If only being a cancer patient was easier and not such a burden in ways that I don't have time and energy to try to describe tonight.
Another advantage of having rest days is that I always hope that I can pick up E and bring him home so he can get a nap at home in his own bed or next to me while I rest. I would pick up Ella too, but nap time at home isn't her thing so it's near impossible for me to actually get rest when she is home...I keep hoping that will change, but so far she's been consistent.
What hasn't been consistent are our schedules and our kid's lives. One week my mom is here for a few days, then the next week I'm gone and Geoff's mom is here for a week, then I come back and I'm home for a few days before I get my port, or what the kids see as a big "owie." It's hard when looking at lives from our kids perspectives because they aren't old enough to understand it all, and one day it seems like none of it phases them and the next, one or both are having epic meltdowns and saying things that make you wonder how much do they really understand?
So far this week Ella has had a meltdown because she didn't want to leave my side for bed after seeing my port dressing. E has had a meltdown about not wanting to go to school because "no one likes him there." This does not appear to be at all true if you ask any of his teachers or watch his class for a few minutes, but his reality is what matters most to me. Then tonight Ella sobbed and sobbed at bedtime while Geoff tried his best to console her. Finally he realized she is cutting a two year molar. While he was dealing with this tragedy I was consoling E because he was telling me how no one wants to play with him at school.
This was probably the saddest thing I have ever heard and I've been told that it will take a miracle for to survive cancer, so I know sad. I asked questions and reassured him the best I could, but the whole time my heart was breaking and I was wondering where have I gone wrong? He always seems so happy at school and everyone swears he gets along with the other kids famously. Is this because he doesn't relate to the other kids or because they don't relate to him? Is this because he is struggling with all the dynamics of our life? Or is this just a normal reaction to 4k?

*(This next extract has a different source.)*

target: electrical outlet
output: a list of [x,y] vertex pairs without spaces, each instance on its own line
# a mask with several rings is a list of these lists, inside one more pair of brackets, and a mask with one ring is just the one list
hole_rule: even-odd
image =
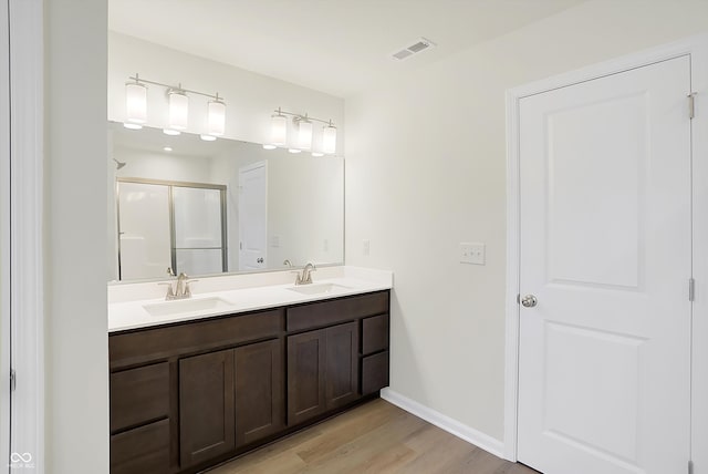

I tried to talk about some of this at his school the other day and that discussion didn't go the way I had planned either. Somewhere in the discussion it turned to how good public school will be for E because he will have the support he really needs when (not if) I die. After that I know what else was said but it kind of went in one ear and out the other because that statement was a painful sucker punch that while possibly true, left me disinterested in the rest of the conversation.
Fortunately for us the next few weekends we have friends coming to visit with kiddos that are similar in age to E. I've already talked to him about it and he is so excited to play with these other kids. Furthermore, as best as I can tell from digging further it sounds like even he recognizes that kids play with him at school but he's sad because the kids from his school don't come to our house to play.

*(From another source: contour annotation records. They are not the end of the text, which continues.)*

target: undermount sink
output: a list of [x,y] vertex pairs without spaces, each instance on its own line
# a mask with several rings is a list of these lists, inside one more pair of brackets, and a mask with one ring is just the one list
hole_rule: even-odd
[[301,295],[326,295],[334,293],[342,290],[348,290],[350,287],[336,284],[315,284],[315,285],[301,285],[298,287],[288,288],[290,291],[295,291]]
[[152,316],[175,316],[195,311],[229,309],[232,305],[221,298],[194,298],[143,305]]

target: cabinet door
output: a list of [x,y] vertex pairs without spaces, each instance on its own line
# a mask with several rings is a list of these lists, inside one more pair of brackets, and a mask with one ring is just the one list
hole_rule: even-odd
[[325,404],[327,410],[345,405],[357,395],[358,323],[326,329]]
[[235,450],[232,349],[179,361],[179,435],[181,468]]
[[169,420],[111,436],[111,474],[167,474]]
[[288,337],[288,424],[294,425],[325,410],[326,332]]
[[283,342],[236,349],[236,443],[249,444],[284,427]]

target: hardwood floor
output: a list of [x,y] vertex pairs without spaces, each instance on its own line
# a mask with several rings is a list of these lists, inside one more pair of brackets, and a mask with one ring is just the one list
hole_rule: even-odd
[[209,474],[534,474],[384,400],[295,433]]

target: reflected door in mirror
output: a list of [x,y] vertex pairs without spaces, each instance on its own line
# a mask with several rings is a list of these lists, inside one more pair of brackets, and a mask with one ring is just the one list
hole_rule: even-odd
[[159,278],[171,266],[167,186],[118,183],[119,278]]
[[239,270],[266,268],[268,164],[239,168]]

The kids in our neighborhood all go between each others houses, but they are all a few years older than E and this past year is the year where that difference finally started to show. He isn't old enough to do the things they can and so he is kind of a last resort for them to play with. We understand this, but he doesn't always. Meanwhile Ella is still blissfully oblivious to all of this. She quite happy to have E and us to entertain her.
The one thing I've noticed that both kids are consistently happy about is Gilda's house. Thankfully they have fun there and seem to feel a connection to the other kids that are in a similar situation to them.

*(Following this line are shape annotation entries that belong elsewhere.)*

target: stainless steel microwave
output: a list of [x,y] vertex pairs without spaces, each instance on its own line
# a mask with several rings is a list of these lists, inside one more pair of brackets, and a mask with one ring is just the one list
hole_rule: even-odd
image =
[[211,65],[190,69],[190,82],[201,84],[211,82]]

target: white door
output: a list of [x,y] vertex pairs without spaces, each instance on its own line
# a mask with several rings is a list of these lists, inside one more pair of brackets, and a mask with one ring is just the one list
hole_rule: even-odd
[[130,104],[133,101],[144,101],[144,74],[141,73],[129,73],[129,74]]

I just wish there was more I could do. Having cancer has it's bright points such as surf camp and so much love from friends and family but it is gut-wrenching as a mom. There are so many ways it sucks. I can't physically, emotionally, or financially live up to the expectations I had for being a mom. I don't know if I'll get to watch my kids grow up and then I have to watch them struggle with trying to understand why everything is so different for them. If only I could protect them from all of this. I would do anything. Anything.